Shift Machine Learning Training
One solid option is to shift the machine learning training to another computer with access to more storage, thus freeing up your hard drive space, and allowing you to work on other things while that training is taking place. Let’s break down exactly what parts need to be moved into the Cloud.
It’s useful to think about our training as needing two primary resources that is compute and storage. What’s interesting here is that we don’t have to tie them together quite as tightly as you might at first expect. We can decouple them, which yields specialized systems for both and this can lead to efficiencies of scale when you’re dealing with big data.

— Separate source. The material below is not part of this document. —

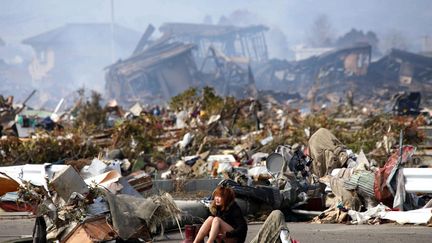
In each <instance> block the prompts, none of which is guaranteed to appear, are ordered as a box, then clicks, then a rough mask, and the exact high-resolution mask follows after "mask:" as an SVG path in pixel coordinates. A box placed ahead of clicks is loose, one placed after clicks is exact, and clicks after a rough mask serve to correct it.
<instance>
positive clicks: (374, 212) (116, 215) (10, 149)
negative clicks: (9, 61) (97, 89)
mask: <svg viewBox="0 0 432 243" xmlns="http://www.w3.org/2000/svg"><path fill="white" fill-rule="evenodd" d="M99 98H100V97H98V96H97V95H96V94H94V95H93V96H92V98H91V99H90V100H89V101H85V100H81V101H79V102H77V104H76V105H74V106H73V107H72V108H71V109H69V110H68V111H65V112H64V113H60V112H58V111H56V112H53V113H51V114H50V116H48V117H46V119H40V118H38V117H37V116H31V115H28V114H30V113H26V112H29V111H30V110H29V109H28V108H27V109H23V111H22V112H18V113H17V114H15V116H16V117H21V118H22V119H14V120H10V121H9V123H8V124H14V125H13V126H15V129H16V127H17V126H22V127H23V128H28V129H31V130H29V132H28V133H26V135H27V136H24V135H23V133H21V132H17V131H19V130H15V133H11V134H9V135H4V136H3V137H2V139H1V140H0V142H1V143H0V144H1V147H0V149H1V152H0V153H1V155H0V156H1V161H2V165H10V166H4V167H0V172H1V176H0V179H1V190H2V191H1V195H2V197H1V203H0V206H1V207H2V209H3V210H8V211H30V212H33V213H34V214H35V215H36V216H37V220H36V222H37V225H38V229H40V232H39V231H37V235H36V236H35V237H39V235H42V236H43V235H45V232H44V230H45V229H46V235H47V237H48V238H49V239H59V240H76V239H78V238H75V237H82V236H80V235H81V233H82V231H83V230H84V231H85V232H86V237H89V238H91V239H93V240H108V239H115V238H121V239H124V240H125V239H132V238H141V239H145V240H150V239H151V238H152V235H154V233H155V232H160V231H161V230H163V228H164V227H171V226H168V225H170V223H169V221H170V220H171V219H173V216H175V217H174V219H177V222H176V223H175V224H172V223H171V225H176V224H178V225H179V226H180V225H182V224H184V217H183V216H184V212H183V213H182V209H181V208H182V207H179V206H177V202H175V201H174V199H172V197H171V196H170V195H169V194H160V193H157V192H156V193H155V191H154V190H153V191H152V190H150V189H151V188H152V185H154V183H158V181H160V180H167V181H173V182H175V183H177V184H178V185H179V183H181V182H182V181H186V180H187V181H189V180H192V179H200V178H201V179H214V180H217V181H218V182H220V183H225V184H226V185H229V186H231V187H233V188H234V191H235V192H236V196H237V200H239V201H240V202H242V203H240V205H242V209H243V210H244V213H245V214H246V215H248V216H249V217H252V218H258V217H259V215H262V214H264V215H265V214H266V213H268V212H269V211H270V210H272V209H282V210H287V211H288V212H294V213H296V212H297V213H298V212H305V210H306V211H307V212H312V213H315V212H317V211H318V212H320V213H317V214H319V215H318V216H317V217H316V218H315V219H314V220H313V221H314V222H320V223H328V222H347V221H351V222H353V223H366V222H371V223H376V222H382V221H383V220H393V221H401V222H402V221H403V220H405V219H406V221H404V222H408V223H422V224H430V222H429V220H430V216H431V215H430V209H421V208H422V207H429V206H430V202H429V203H428V201H429V199H430V198H431V194H430V193H431V192H432V190H431V188H430V187H428V186H425V185H430V184H427V183H428V182H429V180H430V179H431V178H432V177H431V169H430V168H417V167H419V166H425V165H426V166H427V161H422V160H421V159H420V158H419V157H418V156H416V154H415V148H414V147H413V146H411V145H410V146H405V145H404V144H414V145H420V144H421V143H424V141H425V140H427V137H426V135H425V134H424V132H423V131H424V130H422V126H424V125H426V124H427V119H426V118H425V117H424V116H422V115H419V116H414V117H407V116H405V117H397V116H392V115H385V114H382V115H376V116H371V115H370V114H365V113H362V112H361V109H358V108H352V107H351V108H350V107H349V106H344V105H342V106H339V107H329V108H323V109H322V110H321V111H319V112H316V113H313V114H303V113H301V112H300V110H298V109H293V108H292V107H290V106H289V105H286V104H280V103H277V102H273V103H270V102H268V100H265V99H242V100H236V99H234V98H232V97H226V98H224V97H220V96H218V95H216V94H215V91H214V90H213V89H212V88H208V87H207V88H204V89H202V90H199V89H189V90H186V91H185V92H184V93H182V94H180V95H178V96H175V97H173V98H172V101H171V103H170V104H169V106H167V107H159V106H154V107H151V108H147V109H146V108H145V107H143V106H141V105H140V104H138V103H137V104H135V105H134V106H132V107H131V108H130V109H129V110H128V111H124V110H123V109H122V107H120V106H118V105H117V104H116V103H115V102H110V103H109V104H107V106H106V107H102V106H101V105H100V102H99ZM348 110H350V113H349V114H351V116H352V117H350V118H346V117H343V115H344V114H347V113H344V111H348ZM26 119H28V120H30V122H26V121H25V120H26ZM48 119H50V120H51V122H52V123H53V125H52V126H50V128H49V127H43V126H38V125H36V124H40V123H41V122H43V121H46V120H48ZM54 120H55V122H54ZM13 126H12V128H11V129H12V130H14V128H13ZM400 131H402V132H403V134H404V136H400V134H399V132H400ZM398 141H399V144H398ZM395 149H396V152H394V150H395ZM353 151H359V152H358V154H356V153H354V152H353ZM367 158H368V159H367ZM409 166H410V167H413V169H410V168H407V167H409ZM418 177H420V178H421V181H420V182H419V181H416V178H417V179H418ZM404 178H405V179H404ZM71 181H73V182H74V183H70V182H71ZM404 182H405V185H404ZM324 185H327V186H328V187H327V189H325V186H324ZM419 185H422V186H423V187H421V188H420V187H418V186H419ZM183 189H184V187H183V188H182V187H181V186H180V187H178V188H177V192H183V193H186V192H184V191H182V190H183ZM212 189H213V188H208V191H209V192H210V191H211V190H212ZM143 195H144V196H143ZM204 201H206V200H204ZM199 205H201V204H198V206H194V207H202V206H203V205H201V206H199ZM394 208H398V209H399V210H400V211H399V212H395V211H389V210H390V209H394ZM144 209H145V210H144ZM412 210H415V211H412ZM416 210H417V211H416ZM428 210H429V211H428ZM193 211H194V210H192V214H193ZM195 211H196V210H195ZM198 211H199V210H198ZM119 212H123V213H119ZM125 212H126V213H125ZM321 212H322V213H321ZM419 213H421V217H419V218H417V217H413V216H411V214H414V215H420V214H419ZM188 214H191V212H189V213H188ZM406 215H407V216H406ZM205 216H206V215H201V214H200V215H195V217H198V218H205ZM119 217H121V220H122V221H121V223H119V221H118V220H119ZM405 217H407V218H405ZM426 218H427V219H426ZM411 219H412V220H411ZM80 232H81V233H80Z"/></svg>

Now, compute load is moved around easily enough. But the moving of large data sets, that can be a bit more involved. However, if your dataset is truly large, the results are worthwhile, as it allows the data to be accessed by many machines in parallel that is working on your machine learning training job. Google Cloud platform has a couple of easy ways to tie together these abstractions.
Google Cloud Platform
First, we’ll want to make sure that our data is in Google Cloud Storage or GCS. We can do this using a variety of tools. For the smaller to medium data sets, just use gsutil. It’s a command line tool that was specifically made for interacting with Google Cloud Storage.
It supports a –m option that allows for sending multiple streams in parallel, thus speeding up your transfer job. But if your data is too big to send over the network, you can use the Google transfer appliance, which is literally a machine that will be shipped to your data center to securely capture and transfer a whole petabyte of data. With a typical network bandwidth of, say, 100 megabits per second, it would take three years to upload a petabyte of data over the network.

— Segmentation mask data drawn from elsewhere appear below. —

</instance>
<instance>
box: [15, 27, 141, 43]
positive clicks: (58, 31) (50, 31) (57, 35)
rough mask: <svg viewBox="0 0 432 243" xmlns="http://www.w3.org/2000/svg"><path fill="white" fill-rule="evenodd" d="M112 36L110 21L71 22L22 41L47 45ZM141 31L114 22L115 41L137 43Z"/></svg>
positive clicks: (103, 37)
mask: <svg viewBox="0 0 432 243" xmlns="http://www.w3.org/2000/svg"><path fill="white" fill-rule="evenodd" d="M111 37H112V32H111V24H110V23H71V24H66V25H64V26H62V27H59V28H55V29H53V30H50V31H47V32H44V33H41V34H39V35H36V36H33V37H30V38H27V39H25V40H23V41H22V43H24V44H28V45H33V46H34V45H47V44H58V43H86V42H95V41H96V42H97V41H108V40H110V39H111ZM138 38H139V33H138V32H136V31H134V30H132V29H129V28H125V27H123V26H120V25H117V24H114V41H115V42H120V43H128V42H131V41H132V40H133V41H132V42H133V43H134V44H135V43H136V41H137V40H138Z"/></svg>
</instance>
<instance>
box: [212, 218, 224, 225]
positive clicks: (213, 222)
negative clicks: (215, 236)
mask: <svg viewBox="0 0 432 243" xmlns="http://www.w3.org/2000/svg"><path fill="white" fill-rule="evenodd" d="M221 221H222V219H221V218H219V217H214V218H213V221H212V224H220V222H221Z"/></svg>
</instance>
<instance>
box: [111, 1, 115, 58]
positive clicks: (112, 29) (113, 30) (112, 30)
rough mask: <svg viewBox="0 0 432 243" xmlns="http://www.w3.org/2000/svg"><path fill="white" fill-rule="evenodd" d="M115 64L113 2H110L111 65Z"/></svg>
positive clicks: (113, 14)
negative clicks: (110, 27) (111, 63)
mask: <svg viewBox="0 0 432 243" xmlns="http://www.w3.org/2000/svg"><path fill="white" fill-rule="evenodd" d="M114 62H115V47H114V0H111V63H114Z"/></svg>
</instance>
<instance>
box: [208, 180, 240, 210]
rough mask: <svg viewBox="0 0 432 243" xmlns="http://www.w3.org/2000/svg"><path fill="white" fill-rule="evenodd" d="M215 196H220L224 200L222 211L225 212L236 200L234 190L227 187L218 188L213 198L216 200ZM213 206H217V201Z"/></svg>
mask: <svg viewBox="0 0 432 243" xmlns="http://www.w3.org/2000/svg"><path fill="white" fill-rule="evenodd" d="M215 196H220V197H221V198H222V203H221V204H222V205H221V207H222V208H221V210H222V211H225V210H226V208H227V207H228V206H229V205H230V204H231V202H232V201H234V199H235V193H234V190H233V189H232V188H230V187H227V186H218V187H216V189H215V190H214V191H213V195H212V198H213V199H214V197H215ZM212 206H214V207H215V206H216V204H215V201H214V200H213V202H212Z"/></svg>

Even if you had a gigabyte connection, it would still take four months. The transfer appliance, on the other hand, can capture a petabyte of data in just 25 hours that is fast. Now that our data are in a Cloud, we’re ready to run machine learning training at scale. But that’s a whole topic of its own.
Training Machine-learning Models
Training machine-learning models on large sets can be challenging to accomplish with limited compute and storage resources. But it doesn’t have to be that way. By moving to the Cloud via either gsutil or the transfer appliance, you can train on large data sets without any hiccups.